Любовь к разному безобидному старью подтолкнула Лёсика на его реставрацию, и он научился склеивать разбитый фарфор, обновлять красочный слой деревянной росписи, закреплять ветхую пряжу и волокна истлевшей ткани. Порой, когда прах рассыпался под руками, просто восстанавливал утраченные детали. Предметы для него были живыми. Лёсик верил в реинкарнацию вещей и предвидел за ней будущее (past in the future[1]). Может быть, всё‑таки для воссоздания декораций своего невозвратного детства?

Пребывая через эти материальные пережитки в прошедшем времени, он вывел рабочее правило, которое гласило, что достойная копия проявляет черты оригинала, получив повторное воплощение. Об этом он часто спорил со Светой, которая всегда чуяла подделку, и как бы та ни была мастерски исполнена, не признавала за копией большой ценности.

– Ну, это зависит от многих факторов, – холодно возражал Лёсик, забывая в этот момент о своих чувствах к Свете, – Если методика сохранена, и копирование не преследует цели наживы, то со временем…

– Да причём здесь нажива?! – горячилась Света, – копия без‑ду‑шна.

– Ну, так и я о том, – как бы соглашался Лёсик, понимая, что не умеет словами передать свою тонкую, как ему казалось, мысль.

После отъезда Светы Лёсик решил воспользоваться своим архивом и что‑нибудь восстановить по трёхмерным чертежам. Благо муфельная печь в мастерской имелась, и пора было её опробовать. Выбрал две вещицы из раскопов Херсонеса: керамическую чашу с треугольным сколом на ободке и глиняную плакетку в форме птицы. Провозился с этим неделю. Формы получились безупречными, но сначала не мог найти подходящую глину, потом не удавалось подобрать температуру печки.

Когда же чаша и плоская большеглазая птица, наконец, получились ровно такими, какими их создавали для паломников античных храмов, Лёсику стало грустно. Да, Света права. Имея формы, можно отливать предметы сотнями. Хотя цели наживы нет, но копии мертвы, и со временем ничего измениться не может… Он унёс поделки домой и засунул на шкаф, удивляясь, как мог верить в жизненность того, что штампуется без усилий творца. Попутно забрал муфельную печку, которую за ненадобностью выбросили при ликвидации мастерской.

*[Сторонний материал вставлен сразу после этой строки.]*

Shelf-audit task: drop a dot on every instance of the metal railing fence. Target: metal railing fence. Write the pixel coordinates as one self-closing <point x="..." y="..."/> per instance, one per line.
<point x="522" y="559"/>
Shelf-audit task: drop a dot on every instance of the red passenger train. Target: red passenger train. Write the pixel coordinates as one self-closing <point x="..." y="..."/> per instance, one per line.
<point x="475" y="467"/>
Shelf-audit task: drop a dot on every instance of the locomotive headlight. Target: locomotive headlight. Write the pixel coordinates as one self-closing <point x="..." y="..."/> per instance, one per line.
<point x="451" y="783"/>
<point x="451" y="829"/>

Появление в его жизни Стаса – Стани́слава Богуславского, ударение непременно на и! – всё изменило. Сколько лет они не виделись? Года три, наверно. А ведь когда‑то Стас частенько приходил к Дарине, и Лёсику нравились его чёрные, с белыми мазками седины, волосы. И слегка пугали разноцветные глаза: один карий и как бы тусклый, отливающий синевой, практически без зрачка, другой – стального цвета, пегий от рыжих точек возле радужки.

Из его рассказов можно было составить приключенческий роман, и не один. Хотите посмеяться? – и тут же выдавал обойму анекдотов из стажировок в Свердловском меде. По душе приключения с элементами триллера? – пожалуйста: служба по контракту в Чечне, в войсках особого назначения. Или мог часами вспоминать о съёмках на Ленфильме, где после армии подвизался каскадёром.

Одно время Лёсик надеялся, что Стас насовсем к ним переедет, но этого не случилось. Правда, матушка его появлению обрадовалась, но держала на расстоянии. Лёсик завёл было разговор: пусть бы жил с нами, ведь были когда‑то планы, – она давай про одну реку, в которую нельзя ступить дважды. Далась ей эта река!

Прошло чуть больше месяца, как объявился Стас, а Лёсик, можно сказать, возродился. Они быстро сошлись на интересе к истории и всему, что она смогла донести до сегодняшних дней в предметах материальной культуры. Лёсик рассказал о своей работе в Светиной мастерской и, сам не зная, зачем, достал со шкафа чашу и птицу. Стас вмиг стал серьёзным и отрывисто бросил: «Формы остались?».


[1] past in the future – прошлое в будущем (англ.).